Grant TypeDissertation Fieldwork Grant
Institutional AffiliationArizona State U.
Grant numberGr. 9936
Approve DateOctober 24, 2019
Project TitleWissler, Amanda (Arizona State U.) "Death and Survival in the Spanish Influenza Pandemic of 1918: A Bioarchaeological Investigation of Frailty and Resiliency," supervised by Dr. Jane Buikstra.

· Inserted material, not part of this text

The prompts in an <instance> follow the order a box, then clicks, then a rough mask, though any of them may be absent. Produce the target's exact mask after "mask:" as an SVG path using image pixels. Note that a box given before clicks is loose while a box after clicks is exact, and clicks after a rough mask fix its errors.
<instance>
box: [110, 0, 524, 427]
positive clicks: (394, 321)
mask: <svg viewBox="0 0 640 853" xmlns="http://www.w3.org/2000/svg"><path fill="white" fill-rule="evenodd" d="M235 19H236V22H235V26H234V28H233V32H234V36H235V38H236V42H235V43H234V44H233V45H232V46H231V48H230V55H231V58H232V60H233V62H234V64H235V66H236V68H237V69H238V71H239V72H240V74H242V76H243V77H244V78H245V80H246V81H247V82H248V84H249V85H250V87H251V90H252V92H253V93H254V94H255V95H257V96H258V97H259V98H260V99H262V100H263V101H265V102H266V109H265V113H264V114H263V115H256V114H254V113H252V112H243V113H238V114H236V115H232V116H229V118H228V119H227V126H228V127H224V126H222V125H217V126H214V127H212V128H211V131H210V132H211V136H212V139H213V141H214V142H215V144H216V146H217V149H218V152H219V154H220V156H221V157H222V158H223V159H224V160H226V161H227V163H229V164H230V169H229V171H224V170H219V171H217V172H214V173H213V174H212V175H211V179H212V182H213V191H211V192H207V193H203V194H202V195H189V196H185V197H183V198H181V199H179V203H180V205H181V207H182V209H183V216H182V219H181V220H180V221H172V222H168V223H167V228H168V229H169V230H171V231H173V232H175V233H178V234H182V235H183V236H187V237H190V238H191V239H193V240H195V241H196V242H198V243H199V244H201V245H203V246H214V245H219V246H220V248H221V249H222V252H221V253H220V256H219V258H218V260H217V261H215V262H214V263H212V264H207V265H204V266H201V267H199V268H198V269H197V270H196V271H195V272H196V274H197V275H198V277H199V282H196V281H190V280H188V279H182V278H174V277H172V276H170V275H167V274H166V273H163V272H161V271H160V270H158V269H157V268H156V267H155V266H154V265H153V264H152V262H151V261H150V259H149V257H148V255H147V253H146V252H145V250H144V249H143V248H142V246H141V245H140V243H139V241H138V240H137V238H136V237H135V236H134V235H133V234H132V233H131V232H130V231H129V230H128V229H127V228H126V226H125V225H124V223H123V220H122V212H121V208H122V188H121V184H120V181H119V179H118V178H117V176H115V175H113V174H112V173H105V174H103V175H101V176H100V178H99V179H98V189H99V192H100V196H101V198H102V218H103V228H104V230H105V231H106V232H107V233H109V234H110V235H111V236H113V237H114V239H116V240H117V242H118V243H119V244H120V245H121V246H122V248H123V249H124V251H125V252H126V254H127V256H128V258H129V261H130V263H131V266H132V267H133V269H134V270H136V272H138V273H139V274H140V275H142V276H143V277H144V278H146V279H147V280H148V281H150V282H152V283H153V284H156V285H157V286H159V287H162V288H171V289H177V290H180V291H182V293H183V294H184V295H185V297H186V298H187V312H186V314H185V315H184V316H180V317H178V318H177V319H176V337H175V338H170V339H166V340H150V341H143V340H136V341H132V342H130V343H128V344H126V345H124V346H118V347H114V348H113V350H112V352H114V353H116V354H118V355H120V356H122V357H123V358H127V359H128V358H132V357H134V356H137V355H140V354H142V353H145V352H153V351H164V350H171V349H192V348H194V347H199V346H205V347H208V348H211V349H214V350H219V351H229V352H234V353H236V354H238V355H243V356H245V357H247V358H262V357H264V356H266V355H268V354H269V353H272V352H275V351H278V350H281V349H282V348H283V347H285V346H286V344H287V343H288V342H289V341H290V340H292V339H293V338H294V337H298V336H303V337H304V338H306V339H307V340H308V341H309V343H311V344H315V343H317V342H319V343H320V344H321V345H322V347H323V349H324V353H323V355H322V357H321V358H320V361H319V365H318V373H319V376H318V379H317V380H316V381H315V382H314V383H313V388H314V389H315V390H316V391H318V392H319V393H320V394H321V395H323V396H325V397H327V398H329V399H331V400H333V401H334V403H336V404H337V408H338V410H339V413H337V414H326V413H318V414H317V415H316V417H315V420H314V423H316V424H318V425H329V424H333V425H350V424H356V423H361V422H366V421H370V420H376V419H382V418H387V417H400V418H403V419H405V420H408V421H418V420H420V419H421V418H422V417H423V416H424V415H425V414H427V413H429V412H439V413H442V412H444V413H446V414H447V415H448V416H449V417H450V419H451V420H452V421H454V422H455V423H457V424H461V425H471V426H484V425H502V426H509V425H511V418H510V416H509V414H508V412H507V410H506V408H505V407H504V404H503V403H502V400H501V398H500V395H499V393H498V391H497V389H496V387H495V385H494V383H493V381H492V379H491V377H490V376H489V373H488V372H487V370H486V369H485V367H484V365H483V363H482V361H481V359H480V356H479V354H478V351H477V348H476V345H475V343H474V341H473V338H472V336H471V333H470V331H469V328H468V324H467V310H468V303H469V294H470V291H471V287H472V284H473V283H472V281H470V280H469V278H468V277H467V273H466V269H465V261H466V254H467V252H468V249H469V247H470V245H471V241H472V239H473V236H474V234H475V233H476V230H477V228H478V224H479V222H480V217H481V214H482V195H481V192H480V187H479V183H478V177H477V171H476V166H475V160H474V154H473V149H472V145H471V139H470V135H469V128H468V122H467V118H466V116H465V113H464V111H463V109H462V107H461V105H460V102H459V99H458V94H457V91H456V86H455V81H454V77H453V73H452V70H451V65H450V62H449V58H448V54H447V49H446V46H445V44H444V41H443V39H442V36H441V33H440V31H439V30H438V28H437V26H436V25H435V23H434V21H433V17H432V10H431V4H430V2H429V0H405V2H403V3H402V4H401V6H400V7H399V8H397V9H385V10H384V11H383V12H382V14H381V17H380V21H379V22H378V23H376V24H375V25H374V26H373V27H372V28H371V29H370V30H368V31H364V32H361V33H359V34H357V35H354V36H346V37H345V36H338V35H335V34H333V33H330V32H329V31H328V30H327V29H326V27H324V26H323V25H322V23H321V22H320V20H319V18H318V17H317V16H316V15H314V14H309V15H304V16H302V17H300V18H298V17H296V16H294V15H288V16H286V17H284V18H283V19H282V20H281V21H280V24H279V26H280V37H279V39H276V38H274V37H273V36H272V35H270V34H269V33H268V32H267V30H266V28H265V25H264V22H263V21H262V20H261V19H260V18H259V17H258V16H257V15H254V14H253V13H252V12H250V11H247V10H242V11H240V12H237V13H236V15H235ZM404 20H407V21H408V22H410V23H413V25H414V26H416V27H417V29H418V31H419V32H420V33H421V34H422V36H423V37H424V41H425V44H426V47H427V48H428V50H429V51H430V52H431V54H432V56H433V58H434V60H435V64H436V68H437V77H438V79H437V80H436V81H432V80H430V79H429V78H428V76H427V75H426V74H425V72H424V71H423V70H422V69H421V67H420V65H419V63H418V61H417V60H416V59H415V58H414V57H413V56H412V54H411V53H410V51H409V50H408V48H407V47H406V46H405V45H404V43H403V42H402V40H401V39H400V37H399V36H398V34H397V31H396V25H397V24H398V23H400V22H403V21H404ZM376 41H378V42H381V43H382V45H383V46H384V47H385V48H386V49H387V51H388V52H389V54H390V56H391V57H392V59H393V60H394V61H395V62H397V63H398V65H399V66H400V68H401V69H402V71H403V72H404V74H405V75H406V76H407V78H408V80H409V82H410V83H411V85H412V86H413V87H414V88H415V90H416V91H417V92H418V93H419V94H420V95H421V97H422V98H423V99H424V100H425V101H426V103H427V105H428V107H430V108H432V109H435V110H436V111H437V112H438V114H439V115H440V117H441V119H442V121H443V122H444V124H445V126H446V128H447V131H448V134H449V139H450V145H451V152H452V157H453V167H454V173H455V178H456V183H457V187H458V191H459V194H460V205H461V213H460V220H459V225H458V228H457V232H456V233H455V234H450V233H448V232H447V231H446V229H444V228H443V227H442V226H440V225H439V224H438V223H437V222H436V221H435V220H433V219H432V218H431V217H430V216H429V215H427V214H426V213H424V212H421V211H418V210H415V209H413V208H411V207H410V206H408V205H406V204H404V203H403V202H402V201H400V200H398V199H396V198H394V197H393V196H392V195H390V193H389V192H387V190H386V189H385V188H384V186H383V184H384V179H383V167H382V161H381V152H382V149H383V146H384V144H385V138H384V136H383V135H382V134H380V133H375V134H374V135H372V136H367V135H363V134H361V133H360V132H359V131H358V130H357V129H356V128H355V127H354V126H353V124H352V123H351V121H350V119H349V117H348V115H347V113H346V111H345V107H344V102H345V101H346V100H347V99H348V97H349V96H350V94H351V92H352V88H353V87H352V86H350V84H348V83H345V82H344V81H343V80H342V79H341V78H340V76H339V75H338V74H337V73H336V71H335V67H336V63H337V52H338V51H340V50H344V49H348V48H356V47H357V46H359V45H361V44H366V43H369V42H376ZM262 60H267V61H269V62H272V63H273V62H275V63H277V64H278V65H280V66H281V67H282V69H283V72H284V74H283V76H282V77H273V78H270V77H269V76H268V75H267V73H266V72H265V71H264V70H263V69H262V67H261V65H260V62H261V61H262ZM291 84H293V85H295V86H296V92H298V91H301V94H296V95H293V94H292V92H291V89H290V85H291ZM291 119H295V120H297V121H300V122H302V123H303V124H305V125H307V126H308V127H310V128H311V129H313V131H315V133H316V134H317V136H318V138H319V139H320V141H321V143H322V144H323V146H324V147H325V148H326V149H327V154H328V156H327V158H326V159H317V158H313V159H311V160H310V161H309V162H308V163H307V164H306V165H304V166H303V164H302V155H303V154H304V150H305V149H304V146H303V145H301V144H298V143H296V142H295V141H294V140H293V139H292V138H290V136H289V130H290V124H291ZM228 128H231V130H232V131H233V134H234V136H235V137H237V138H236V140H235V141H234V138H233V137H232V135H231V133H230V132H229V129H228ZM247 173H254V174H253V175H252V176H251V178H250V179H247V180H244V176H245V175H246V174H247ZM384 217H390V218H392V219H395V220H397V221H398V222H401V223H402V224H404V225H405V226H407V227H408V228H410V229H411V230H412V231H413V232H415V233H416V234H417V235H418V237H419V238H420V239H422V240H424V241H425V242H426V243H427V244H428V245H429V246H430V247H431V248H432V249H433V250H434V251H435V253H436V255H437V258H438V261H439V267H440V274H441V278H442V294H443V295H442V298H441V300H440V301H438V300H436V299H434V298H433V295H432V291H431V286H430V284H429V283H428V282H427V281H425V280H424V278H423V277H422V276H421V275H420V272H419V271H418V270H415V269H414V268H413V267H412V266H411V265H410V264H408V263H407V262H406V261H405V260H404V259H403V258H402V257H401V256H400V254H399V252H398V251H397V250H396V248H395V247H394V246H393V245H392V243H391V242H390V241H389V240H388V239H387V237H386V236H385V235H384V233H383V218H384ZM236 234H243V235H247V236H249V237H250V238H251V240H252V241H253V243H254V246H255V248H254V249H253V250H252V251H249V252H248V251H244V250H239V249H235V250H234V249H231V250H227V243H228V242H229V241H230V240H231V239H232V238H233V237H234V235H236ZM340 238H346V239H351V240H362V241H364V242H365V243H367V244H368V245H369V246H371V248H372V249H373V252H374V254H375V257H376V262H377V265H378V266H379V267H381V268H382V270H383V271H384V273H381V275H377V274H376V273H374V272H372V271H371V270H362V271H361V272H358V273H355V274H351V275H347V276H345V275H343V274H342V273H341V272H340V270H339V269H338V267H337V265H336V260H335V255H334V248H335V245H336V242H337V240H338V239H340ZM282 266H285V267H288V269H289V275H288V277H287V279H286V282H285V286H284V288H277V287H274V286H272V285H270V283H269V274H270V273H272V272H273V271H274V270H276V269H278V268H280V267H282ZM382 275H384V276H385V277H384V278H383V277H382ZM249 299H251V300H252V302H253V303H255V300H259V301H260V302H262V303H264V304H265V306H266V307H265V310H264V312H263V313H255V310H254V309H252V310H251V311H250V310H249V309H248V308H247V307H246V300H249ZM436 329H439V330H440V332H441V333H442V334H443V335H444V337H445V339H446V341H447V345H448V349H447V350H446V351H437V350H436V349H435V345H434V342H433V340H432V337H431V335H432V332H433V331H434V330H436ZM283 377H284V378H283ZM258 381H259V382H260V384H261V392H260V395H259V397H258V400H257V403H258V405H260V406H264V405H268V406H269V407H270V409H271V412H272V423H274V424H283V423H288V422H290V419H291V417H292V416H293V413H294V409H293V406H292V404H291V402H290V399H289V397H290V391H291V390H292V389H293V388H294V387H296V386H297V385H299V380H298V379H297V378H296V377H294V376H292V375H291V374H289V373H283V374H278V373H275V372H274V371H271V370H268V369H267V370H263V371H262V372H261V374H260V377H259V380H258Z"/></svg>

AMANDA WISSLER, then a graduate student at Arizona State University, Tempe, Arizona, was awarded funding in October 2018 to aid research on “Death and Survival in the Spanish Influenza Pandemic of 1918: A Bioarchaeological Investigation of Frailty and Resiliency,” supervised by Dr. Jane Buikstra. This project investigated the role of pre-existing frailty and resiliency in contributing to increased mortality during the 1918 influenza pandemic. The 1918 influenza pandemic was one of the deadliest global outbreaks of disease since the Black Death. According to popular knowledge of the time, “healthy” young adults could contract and die of the virus in a matter of days. Little is known about this phenomenon and whether all young adults were equally susceptible or those who died had an invisible underlying frailty. Funds supported the collection of osteological data from the Cleveland Museum of Natural History. Skeletal indicators of frailty were collected from individuals who died during the 1918 influenza pandemic. Data on the presence or absence of these skeletal indicators were analyzed using hazards analyses to determine if individuals with frailty markers were more likely to die during the pandemic than those without. Preliminary results show there was an increased risk of death for non-frail individuals during the pandemic compared to non-pandemic years, suggesting that the 1918 virus disproportionately killed healthy young adults.